Но потом даже в этом кошмарном сарае я стала банально скучать. Потянулась за какой-то рогатиной, схватила ее. Крысы меня игнорировали. Обороняться было не от кого. Тогда от скуки я ковырнула рогатиной ближайший хлам. Рваная тряпка легко соскользнула. И вот там, освещенное пыльным лучом, явилось оно. Большое, уютное, аккуратное — крысиное гнездо. Свитое целиком из отцовских червонцев…
Выходя обратно на свет, я даже не посмотрела на этих подсвинков, что ждали меня у сарая. Я их вообще никогда больше в жизни не видела.
Отец мой неделю мыл свои деньги хозяйственным мылом и сушил пылесосом. И все приговаривал:
— Я знал, что крысами в моем доме могли оказаться только крысы!

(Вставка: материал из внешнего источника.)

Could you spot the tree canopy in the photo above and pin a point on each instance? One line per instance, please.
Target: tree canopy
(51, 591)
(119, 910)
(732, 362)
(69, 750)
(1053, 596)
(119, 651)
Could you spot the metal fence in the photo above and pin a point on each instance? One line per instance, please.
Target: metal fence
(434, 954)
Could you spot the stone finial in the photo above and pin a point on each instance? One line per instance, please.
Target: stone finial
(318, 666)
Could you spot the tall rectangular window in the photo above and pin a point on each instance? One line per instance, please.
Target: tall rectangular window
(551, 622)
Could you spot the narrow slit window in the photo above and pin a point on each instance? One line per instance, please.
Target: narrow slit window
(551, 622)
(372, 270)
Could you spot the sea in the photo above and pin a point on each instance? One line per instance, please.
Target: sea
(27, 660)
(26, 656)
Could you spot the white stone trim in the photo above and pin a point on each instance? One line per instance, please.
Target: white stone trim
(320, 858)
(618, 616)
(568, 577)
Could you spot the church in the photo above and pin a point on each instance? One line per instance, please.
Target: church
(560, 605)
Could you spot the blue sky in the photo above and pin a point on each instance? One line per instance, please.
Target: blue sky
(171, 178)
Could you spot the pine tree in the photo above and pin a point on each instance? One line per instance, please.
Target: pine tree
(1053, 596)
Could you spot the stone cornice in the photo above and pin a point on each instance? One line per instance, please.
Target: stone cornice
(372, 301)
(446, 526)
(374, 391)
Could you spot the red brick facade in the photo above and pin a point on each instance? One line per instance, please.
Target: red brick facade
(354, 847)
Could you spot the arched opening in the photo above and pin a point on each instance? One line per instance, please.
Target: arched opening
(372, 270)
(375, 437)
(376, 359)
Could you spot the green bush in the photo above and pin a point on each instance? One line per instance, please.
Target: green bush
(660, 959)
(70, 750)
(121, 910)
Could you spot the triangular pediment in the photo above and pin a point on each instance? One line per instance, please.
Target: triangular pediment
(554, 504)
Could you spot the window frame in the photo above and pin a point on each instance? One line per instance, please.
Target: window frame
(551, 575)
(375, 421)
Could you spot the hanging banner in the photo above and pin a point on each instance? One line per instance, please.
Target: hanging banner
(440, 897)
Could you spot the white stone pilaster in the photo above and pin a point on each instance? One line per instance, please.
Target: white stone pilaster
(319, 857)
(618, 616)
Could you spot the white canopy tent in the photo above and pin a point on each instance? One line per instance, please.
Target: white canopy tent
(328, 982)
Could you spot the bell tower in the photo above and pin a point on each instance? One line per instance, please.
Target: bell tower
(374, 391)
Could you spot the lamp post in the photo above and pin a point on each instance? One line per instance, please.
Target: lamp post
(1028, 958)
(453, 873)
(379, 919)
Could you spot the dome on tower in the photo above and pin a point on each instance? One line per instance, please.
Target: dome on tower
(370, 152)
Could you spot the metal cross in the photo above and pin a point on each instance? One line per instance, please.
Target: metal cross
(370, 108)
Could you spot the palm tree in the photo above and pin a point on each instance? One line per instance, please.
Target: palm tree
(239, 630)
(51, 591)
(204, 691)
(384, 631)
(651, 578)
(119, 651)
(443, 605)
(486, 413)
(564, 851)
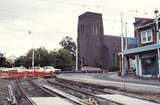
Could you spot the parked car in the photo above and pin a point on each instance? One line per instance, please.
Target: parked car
(51, 69)
(37, 68)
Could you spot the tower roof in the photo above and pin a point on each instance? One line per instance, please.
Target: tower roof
(90, 15)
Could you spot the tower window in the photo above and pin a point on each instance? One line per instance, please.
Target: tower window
(82, 28)
(95, 29)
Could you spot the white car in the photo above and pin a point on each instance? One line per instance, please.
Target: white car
(51, 69)
(37, 68)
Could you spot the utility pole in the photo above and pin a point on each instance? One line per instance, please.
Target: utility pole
(126, 39)
(29, 32)
(77, 56)
(122, 36)
(157, 33)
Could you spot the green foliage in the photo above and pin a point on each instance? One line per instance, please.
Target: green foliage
(68, 44)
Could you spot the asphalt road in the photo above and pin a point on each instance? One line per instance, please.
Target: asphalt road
(3, 90)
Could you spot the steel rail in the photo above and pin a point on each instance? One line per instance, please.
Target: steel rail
(84, 92)
(23, 92)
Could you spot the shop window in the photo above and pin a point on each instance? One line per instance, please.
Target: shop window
(146, 36)
(95, 29)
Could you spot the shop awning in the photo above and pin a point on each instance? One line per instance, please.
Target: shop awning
(140, 49)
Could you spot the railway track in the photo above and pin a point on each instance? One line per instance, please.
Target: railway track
(74, 93)
(88, 94)
(111, 90)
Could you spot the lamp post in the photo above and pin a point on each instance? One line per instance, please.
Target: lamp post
(29, 32)
(157, 34)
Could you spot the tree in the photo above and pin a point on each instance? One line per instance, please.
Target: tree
(68, 44)
(64, 59)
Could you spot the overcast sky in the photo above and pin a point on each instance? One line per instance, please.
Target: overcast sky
(51, 20)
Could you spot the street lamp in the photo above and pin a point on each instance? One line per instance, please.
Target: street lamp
(29, 32)
(157, 34)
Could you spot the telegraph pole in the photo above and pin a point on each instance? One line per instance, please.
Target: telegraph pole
(77, 56)
(29, 32)
(122, 62)
(157, 33)
(126, 39)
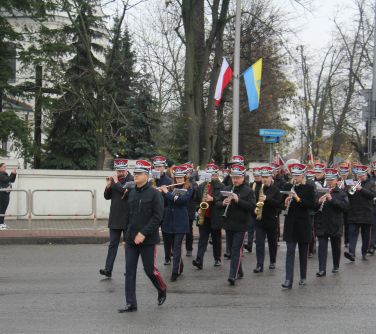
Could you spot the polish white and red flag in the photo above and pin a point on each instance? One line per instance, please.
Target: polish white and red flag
(224, 78)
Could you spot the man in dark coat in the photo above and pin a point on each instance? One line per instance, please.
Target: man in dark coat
(116, 192)
(360, 214)
(266, 223)
(5, 183)
(212, 225)
(298, 228)
(329, 221)
(237, 209)
(142, 235)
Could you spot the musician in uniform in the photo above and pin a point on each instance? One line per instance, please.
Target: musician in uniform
(142, 235)
(360, 214)
(329, 221)
(270, 200)
(118, 210)
(297, 227)
(176, 220)
(211, 217)
(237, 210)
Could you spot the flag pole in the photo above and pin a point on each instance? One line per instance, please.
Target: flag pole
(235, 111)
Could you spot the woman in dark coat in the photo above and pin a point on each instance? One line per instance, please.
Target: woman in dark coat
(176, 219)
(5, 183)
(298, 228)
(329, 221)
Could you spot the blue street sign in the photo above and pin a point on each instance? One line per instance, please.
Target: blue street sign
(270, 140)
(272, 132)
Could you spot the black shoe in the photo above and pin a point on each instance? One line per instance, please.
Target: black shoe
(231, 281)
(105, 272)
(128, 308)
(349, 256)
(174, 277)
(302, 282)
(162, 297)
(197, 264)
(287, 285)
(217, 263)
(321, 273)
(258, 269)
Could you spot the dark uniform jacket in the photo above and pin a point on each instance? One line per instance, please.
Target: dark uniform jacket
(144, 214)
(297, 225)
(361, 204)
(119, 205)
(329, 221)
(238, 214)
(271, 208)
(216, 213)
(5, 181)
(175, 218)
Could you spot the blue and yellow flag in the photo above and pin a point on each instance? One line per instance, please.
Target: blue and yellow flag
(252, 79)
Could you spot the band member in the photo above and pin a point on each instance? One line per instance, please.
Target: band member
(372, 246)
(118, 210)
(191, 209)
(298, 228)
(255, 186)
(237, 210)
(269, 202)
(344, 171)
(142, 235)
(210, 220)
(360, 214)
(159, 164)
(5, 183)
(329, 221)
(175, 220)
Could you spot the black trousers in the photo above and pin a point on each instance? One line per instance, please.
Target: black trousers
(177, 264)
(236, 240)
(189, 238)
(261, 234)
(290, 258)
(4, 202)
(168, 241)
(115, 236)
(148, 255)
(323, 251)
(365, 231)
(205, 231)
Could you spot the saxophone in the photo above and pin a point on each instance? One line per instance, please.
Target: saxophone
(203, 205)
(260, 204)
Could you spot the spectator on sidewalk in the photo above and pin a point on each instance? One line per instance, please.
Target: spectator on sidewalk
(5, 186)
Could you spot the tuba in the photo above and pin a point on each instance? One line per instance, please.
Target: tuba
(260, 204)
(203, 205)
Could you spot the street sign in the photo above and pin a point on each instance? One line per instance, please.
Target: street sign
(270, 140)
(272, 132)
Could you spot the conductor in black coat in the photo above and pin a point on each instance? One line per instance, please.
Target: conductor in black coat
(329, 221)
(270, 202)
(118, 210)
(298, 228)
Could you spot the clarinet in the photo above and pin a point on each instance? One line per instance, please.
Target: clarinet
(228, 205)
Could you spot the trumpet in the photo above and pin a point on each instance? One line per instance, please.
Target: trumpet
(352, 190)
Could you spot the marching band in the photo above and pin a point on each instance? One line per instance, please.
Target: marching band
(315, 205)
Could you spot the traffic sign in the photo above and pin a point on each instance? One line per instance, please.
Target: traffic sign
(272, 132)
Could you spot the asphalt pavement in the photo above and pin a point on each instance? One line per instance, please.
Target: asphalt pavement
(57, 289)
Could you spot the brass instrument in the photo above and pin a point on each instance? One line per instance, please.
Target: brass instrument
(203, 205)
(352, 190)
(260, 203)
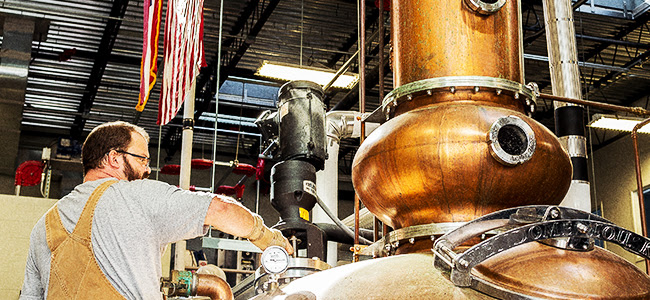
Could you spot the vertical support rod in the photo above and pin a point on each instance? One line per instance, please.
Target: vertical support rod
(186, 165)
(381, 92)
(362, 103)
(216, 100)
(639, 183)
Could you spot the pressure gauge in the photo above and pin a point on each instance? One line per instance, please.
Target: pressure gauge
(275, 260)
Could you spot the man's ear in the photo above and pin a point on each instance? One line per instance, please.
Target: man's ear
(112, 160)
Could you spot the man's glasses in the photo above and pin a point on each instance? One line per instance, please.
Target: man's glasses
(142, 159)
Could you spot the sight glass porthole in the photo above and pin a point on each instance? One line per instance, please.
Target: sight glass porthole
(512, 141)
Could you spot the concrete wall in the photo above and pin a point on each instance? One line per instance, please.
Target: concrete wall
(17, 218)
(614, 186)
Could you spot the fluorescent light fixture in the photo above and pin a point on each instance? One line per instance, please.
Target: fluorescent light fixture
(617, 123)
(290, 72)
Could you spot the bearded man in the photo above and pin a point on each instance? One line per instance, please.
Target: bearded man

И тогда же сказал первый раз:
— Не забывай, Маргарита, ты — мой единственный сын.
— Ты посмотри! — умилилась бабка Вартушка, слышавшая разговор, как и все разговоры в нашем дворе. — Наш Симончик такой семьянинник — я тэбэ дам!
После чего скомандовала всем доедать кислый спас.
Бабка Вартушка давно умерла, Царство ей там Небесное. Я тоже боюсь умереть. Я боюсь умереть слишком рано. Не успеть все, что надо успеть. Еще больше боюсь никогда не понять, что же именно надо успеть. Я боюсь умереть слишком поздно. Протянуть окончательные, не подлежащие исправлению десять-пятнадцать лет, шарахаясь от болячки к болячке, не глядя вокруг. После такой жизни, какая пока что вылепливается у меня, артритная старость была бы, как если запить званый ужин в мишленовском ресторане: цветы цуккини, фаршированные трюфелями, черепаший суп, суфле из омаров, телячий зоб с артишоками — все это взять и запить рыбьим жиром. Убить послевкусие. Как будто и не было никогда никаких омаров.
Я боюсь.
Но я запрещаю себе бояться. Каждый раз, когда ватное, серое застилает мне душу, как ноябрь московское небо, я говорю себе: «Ты должна войти в этот сарай. Это не обсуждается, ты просто должна. Да, там крысы, вонючие крысы, но ведь ты человек. Тебя — больше. Пусть тебя не спасет одеяло, и сделают сорок уколов в живот, но в самом конце ты найдешь то, что не смог найти твой отец. Зажмурься — и просто войди».
А мальчики — подождут тебя у дверей.